Big_SalesOrderHeader CIX and NCI Information
Big_SalesOrderHeader CIX and NCI Information

I also verified the current statistics header for the index:

DBCC SHOW_STATISTICS ('Sales.Big_SalesOrderHeader',[IX_Big_SalesOrderHeader_CustomerID_OrderDate_SubTotal]);

NCI Statistics: At Start
NCI Statistics: At Start

The stored procedure that I use for testing was already created, but for completeness the code is listed below:

CREATE PROCEDURE Sales.usp_GetCustomerStats
@CustomerID INT,
@StartDate DATETIME,
@EndDate DATETIME
AS
BEGIN
  SET NOCOUNT ON;

  SELECT CustomerID, DATEPART(YEAR, OrderDate), DATEPART(MONTH, OrderDate), COUNT([SalesOrderID]) as Computed
    FROM [Sales].[Big_SalesOrderHeader]
    WHERE CustomerID = @CustomerID
    AND OrderDate BETWEEN @StartDate and @EndDate
    GROUP BY CustomerID, DATEPART(YEAR, OrderDate), DATEPART(MONTH, OrderDate)
    ORDER BY DATEPART(YEAR, OrderDate), DATEPART(MONTH, OrderDate);
END

Previously, I either started a Trace or Extended Events session, or set up my method to snapshot sys.dm_db_stats_properties to a table. For this example, I just ran the above stored procedure a few times:

EXEC Sales.usp_GetCustomerStats 11331, '2012-08-01 00:00:00.000', '2012-08-31 23:59:59.997'
GO
EXEC Sales.usp_GetCustomerStats 11330, '2013-01-01 00:00:00.000', '2013-01-31 23:59:59.997'
GO
EXEC Sales.usp_GetCustomerStats 11506, '2012-11-01 00:00:00.000', '2012-11-30 23:59:59.997'
GO
EXEC Sales.usp_GetCustomerStats 17061, '2013-01-01 00:00:00.000', '2013-01-31 23:59:59.997'
GO
EXEC Sales.usp_GetCustomerStats 11711, '2013-03-01 00:00:00.000', '2013-03-31 23:59:59.997'
GO
EXEC Sales.usp_GetCustomerStats 15131, '2013-02-01 00:00:00.000', '2013-02-28 23:59:59.997'
GO
EXEC Sales.usp_GetCustomerStats 29837, '2012-10-01 00:00:00.000', '2012-10-31 23:59:59.997'
GO
EXEC Sales.usp_GetCustomerStats 15750, '2013-03-01 00:00:00.000', '2013-03-31 23:59:59.997'
GO

I then checked the procedure cache to verify the execution count, and also verified the plan that was cached:

SELECT
OBJECT_NAME([st].[objectid]),
[st].[text],
[qs].[execution_count],
[qs].[creation_time],
[qs].[last_execution_time],
[qs].[min_worker_time],
[qs].[max_worker_time],
[qs].[min_logical_reads],
[qs].[max_logical_reads],
[qs].[min_elapsed_time],
[qs].[max_elapsed_time],
[qp].[query_plan]
FROM [sys].[dm_exec_query_stats] [qs]
CROSS APPLY [sys].[dm_exec_sql_text]([qs].plan_handle) [st]
CROSS APPLY [sys].[dm_exec_query_plan]([qs].plan_handle) [qp]
WHERE [st].[text] LIKE '%usp_GetCustomerStats%'
AND OBJECT_NAME([st].[objectid]) IS NOT NULL;

Plan Cache Info for the SP: At Start
Plan Cache Info for the SP: At Start

Query Plan for Stored Procedure, using SQL Sentry Plan Explorer
Query Plan for Stored Procedure, using SQL Sentry Plan Explorer

The plan was created at 2014-09-29 23:23.01.

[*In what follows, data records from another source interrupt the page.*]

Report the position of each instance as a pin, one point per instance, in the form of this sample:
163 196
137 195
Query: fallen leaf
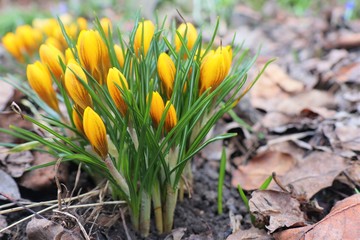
8 186
349 136
252 175
43 178
275 210
341 223
313 173
248 234
43 229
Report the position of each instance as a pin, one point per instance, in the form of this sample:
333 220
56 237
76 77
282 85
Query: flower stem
145 212
156 198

Next I added 61 million rows to the table to invalidate the current statistics, and once the insert completed, I checked the row counts:

Big_SalesOrderHeader CIX and NCI Information: After insert of 61 milllion rows
Big_SalesOrderHeader CIX and NCI Information: After insert of 61 million rows

Before running the stored procedure again, I verified that the execution count had not changed, that the creation_time was still 2014-09-29 23:23.01 for the plan, and that statistics hadn't updated:

Plan Cache Info for the SP: Immediately After Insert
Plan Cache Info for the SP: Immediately After Insert

NCI Statistics: After Insert
NCI Statistics: After Insert

Now, in the previous blog post, I ran the statement in Management Studio, but this time, I ran the query directly from Plan Explorer, and captured the Actual Plan via PE (option circled in red in the image below).

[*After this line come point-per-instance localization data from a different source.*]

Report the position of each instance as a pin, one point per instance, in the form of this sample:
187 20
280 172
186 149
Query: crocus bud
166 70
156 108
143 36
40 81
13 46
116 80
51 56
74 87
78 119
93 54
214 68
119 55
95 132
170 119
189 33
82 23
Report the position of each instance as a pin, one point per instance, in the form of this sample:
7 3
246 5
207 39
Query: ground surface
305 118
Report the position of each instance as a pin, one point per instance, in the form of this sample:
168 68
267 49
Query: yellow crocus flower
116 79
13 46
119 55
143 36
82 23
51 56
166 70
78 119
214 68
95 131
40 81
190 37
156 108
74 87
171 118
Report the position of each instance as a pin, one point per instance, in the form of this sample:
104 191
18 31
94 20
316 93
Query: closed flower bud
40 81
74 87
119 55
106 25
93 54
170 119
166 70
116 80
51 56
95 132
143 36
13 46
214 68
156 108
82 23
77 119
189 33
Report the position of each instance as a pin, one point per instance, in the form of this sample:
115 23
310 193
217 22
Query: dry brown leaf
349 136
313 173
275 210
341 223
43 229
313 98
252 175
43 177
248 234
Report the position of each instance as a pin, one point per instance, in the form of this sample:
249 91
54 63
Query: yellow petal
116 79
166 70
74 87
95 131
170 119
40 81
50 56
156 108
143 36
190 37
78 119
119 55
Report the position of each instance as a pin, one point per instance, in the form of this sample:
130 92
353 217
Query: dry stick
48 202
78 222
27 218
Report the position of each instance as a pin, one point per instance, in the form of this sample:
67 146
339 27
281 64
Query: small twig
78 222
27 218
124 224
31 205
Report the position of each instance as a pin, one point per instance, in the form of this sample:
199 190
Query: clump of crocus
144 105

Execute Stored Procedure from Plan Explorer
Execute Stored Procedure from Plan Explorer

When you execute a statement from PE, you have to enter the instance and database to which you want to connect, and then you are notified that the query will run and the actual plan will be returned, but results will not be returned.  Note that this is different than Management Studio, where you do see the results.

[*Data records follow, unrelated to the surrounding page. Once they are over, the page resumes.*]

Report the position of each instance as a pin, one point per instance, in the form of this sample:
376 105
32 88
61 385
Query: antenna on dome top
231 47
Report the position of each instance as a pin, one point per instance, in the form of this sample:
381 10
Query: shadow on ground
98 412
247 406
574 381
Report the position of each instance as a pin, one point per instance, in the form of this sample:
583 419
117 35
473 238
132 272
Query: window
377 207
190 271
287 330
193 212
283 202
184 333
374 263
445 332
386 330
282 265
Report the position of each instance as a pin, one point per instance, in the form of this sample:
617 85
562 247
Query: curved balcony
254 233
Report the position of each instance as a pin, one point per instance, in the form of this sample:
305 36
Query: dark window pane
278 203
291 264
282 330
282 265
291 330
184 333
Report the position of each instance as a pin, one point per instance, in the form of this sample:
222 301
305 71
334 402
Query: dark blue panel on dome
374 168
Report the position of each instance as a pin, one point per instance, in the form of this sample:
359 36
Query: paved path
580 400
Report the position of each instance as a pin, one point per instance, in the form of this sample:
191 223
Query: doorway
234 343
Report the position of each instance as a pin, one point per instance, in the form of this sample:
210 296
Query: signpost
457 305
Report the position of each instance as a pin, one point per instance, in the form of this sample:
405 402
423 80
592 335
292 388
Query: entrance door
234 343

After I ran the stored procedure, in the output I not only get the plan, but I see what statements were executed:

Plan Explorer output after execution SP (after insert)
Plan Explorer output after execution SP (after insert)

This is pretty cool…in addition to seeing the statement executed in the stored procedure, I also see the updates to statistics, just as I did when I captured updates using Extended Events or SQL Trace. Along with the statement execution, we can also see CPU, duration, and IO information. Now – the caveat here is that I can see this information if I run the statement that invokes the statistics update from Plan Explorer. That probably won't happen often in your production environment, but you may see this when you're doing testing (because hopefully your testing doesn't just involve running SELECT queries, but also involves INSERT/UPDATE/DELETE queries just like you would see in a normal workload). However, if you're monitoring your environment with a tool like SQL Sentry, you might see these updates in Top SQL as long as they exceed the Top SQL collection threshold. SQL Sentry has default thresholds that queries must exceed before they are captured as Top SQL (e.g. duration must exceed five (5) seconds), but you can change those and add other thresholds such as reads. In this example, for testing purposes only, I changed my Top SQL minimum duration threshold to 10 milliseconds and my read threshold to 500, and SQL Sentry was able to capture some of the statistics updates:

PA_1a
Statistics updates captured by SQL Sentry

That said, whether monitoring can capture these events will ultimately depend on system resources and the amount of data that has to be read to update the statistic. Your statistics updates may not exceed these thresholds, so you may have to do more proactive digging to find them.

Summary

I always encourage DBAs to proactively manage statistics – which means that a job is in place to update statistics on a regular basis. However, even if that job runs every night (which I'm not necessarily recommending), it's still quite possible that updates to statistics occur automatically throughout the day, because some tables are more volatile than others and have a high number of modifications. This is not abnormal, and depending on the size of the table and the amount of modifications, the automatic updates may not interfere significantly with user queries.  But the only way to know is to monitor those updates – whether you're using native tools or third-party tools – so that you can stay ahead of potential issues and address them before they escalate.